Meskipun populasi dalam penelitian ini tidak dikategorikan sesuai dengan

daerah di mana mereka tinggal (perkotaan atau pedesaan), pesan penting adalah

bahwa konjungtivitis alergi biasanya gejala tersembunyi dari alergi saluran

pernapasan dan sering salah dianggap sebagai entitas umum dengan rhinitis (rhino-

konjungtivitis). Akibatnya latar belakang alergi konjungtivitis sering diabaikan dan

dokter meresepkan obat tanpa melakukan tes tusuk kulit.

Kesimpulan

Penelitian ini menyoroti bahwa frekuensi konjungtivitis alergi besar pada

populasi alergi dan dengan demikian , dokter mata harus memainkan peran penting

Page 12: Jurnal Konjungtivitis Alergi

dalam pengelolaan penyakit tersebut. Tanda-tanda, gejala dan pertimbangan latar

belakang konjungtivitis alergi serta prosedur terapi harus dinilai dengan bantuan SPT.

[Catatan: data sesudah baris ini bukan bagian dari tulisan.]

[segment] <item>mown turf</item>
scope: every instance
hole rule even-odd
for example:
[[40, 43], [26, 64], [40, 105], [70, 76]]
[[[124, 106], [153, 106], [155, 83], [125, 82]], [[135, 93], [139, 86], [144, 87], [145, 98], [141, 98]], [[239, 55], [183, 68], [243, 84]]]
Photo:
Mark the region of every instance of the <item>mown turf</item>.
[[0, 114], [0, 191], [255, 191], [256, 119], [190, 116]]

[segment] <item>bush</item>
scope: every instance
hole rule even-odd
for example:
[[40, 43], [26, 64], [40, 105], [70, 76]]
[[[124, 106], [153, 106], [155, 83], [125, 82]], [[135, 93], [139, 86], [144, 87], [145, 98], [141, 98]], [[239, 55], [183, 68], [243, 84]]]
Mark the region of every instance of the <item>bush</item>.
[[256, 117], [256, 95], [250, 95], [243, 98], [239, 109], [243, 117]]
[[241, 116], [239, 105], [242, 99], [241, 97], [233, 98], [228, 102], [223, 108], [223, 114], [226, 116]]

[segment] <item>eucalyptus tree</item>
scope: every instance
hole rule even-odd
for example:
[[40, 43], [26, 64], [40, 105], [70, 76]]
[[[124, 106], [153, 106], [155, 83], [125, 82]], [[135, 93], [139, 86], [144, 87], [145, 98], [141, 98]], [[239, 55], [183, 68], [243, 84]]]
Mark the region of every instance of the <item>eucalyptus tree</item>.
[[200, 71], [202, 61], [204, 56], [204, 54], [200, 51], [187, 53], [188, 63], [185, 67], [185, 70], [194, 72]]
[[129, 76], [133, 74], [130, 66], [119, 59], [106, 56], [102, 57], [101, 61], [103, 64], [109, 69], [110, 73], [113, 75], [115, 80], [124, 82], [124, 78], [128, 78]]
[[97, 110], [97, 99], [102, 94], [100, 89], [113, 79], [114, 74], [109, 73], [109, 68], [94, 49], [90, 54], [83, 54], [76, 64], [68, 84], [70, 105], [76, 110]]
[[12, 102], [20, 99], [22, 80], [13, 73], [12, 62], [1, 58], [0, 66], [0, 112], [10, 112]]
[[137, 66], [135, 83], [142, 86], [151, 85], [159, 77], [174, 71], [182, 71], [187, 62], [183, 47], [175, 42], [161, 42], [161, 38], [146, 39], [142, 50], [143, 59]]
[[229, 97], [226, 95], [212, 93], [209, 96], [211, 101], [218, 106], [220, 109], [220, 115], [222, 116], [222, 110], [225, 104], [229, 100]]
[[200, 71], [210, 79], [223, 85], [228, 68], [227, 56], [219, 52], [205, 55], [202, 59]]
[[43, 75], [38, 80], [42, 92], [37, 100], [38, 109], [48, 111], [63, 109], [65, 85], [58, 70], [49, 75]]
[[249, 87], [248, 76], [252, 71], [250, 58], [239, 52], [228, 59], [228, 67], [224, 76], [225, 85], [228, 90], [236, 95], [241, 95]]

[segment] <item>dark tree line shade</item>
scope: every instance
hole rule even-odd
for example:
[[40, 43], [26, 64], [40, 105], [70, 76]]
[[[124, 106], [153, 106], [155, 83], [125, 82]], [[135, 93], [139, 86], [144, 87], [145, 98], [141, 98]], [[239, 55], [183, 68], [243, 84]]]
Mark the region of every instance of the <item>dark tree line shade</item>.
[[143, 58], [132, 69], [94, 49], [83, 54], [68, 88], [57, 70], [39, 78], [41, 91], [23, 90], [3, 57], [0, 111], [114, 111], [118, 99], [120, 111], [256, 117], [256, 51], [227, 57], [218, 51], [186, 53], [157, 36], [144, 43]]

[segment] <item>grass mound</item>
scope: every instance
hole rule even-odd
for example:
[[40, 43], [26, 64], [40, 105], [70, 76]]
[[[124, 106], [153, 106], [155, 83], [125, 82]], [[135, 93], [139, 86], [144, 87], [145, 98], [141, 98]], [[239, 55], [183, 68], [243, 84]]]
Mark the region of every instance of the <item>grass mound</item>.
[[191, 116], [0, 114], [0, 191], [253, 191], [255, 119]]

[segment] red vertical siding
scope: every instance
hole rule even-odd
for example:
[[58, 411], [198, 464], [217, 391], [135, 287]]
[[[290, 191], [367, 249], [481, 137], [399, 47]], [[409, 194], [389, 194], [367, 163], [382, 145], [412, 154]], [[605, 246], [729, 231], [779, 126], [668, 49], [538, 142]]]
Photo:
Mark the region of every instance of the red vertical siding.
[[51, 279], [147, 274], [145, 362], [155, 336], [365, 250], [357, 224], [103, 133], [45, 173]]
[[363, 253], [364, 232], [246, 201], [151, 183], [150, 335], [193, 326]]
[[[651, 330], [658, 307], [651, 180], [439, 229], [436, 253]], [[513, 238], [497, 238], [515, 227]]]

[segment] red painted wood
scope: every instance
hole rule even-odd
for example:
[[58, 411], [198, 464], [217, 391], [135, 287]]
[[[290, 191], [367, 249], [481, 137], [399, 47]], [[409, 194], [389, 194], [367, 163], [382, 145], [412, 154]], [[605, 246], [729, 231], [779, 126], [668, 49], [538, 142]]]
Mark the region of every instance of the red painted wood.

Penting untuk lebih banyak pasien dengan rhinitis alergi dan asma bisa merujuk ke

klinik alergi dan tidak dokter mata.

Biasanya gejala alergi okular sangat umum pada pasien dengan rhinitis alergi

dan asma. Konjungtivitis alergi, tanpa komorbiditas alergi lainnya,

terdeteksi hanya dalam 9,86%. Oleh karena itu, harus diingat sebagai entitas yang

terpisah atau co-morbiditas dengan alergi lain dalam mengevaluasi pasien alergi.

Penggunaan SPT sebagai alat diagnostik memberikan informasi yang berguna

tentang alergen yang bertanggung jawab dan memungkinkan kita untuk memberikan

instruksi dan menyembuhkan pasien lebih efektif.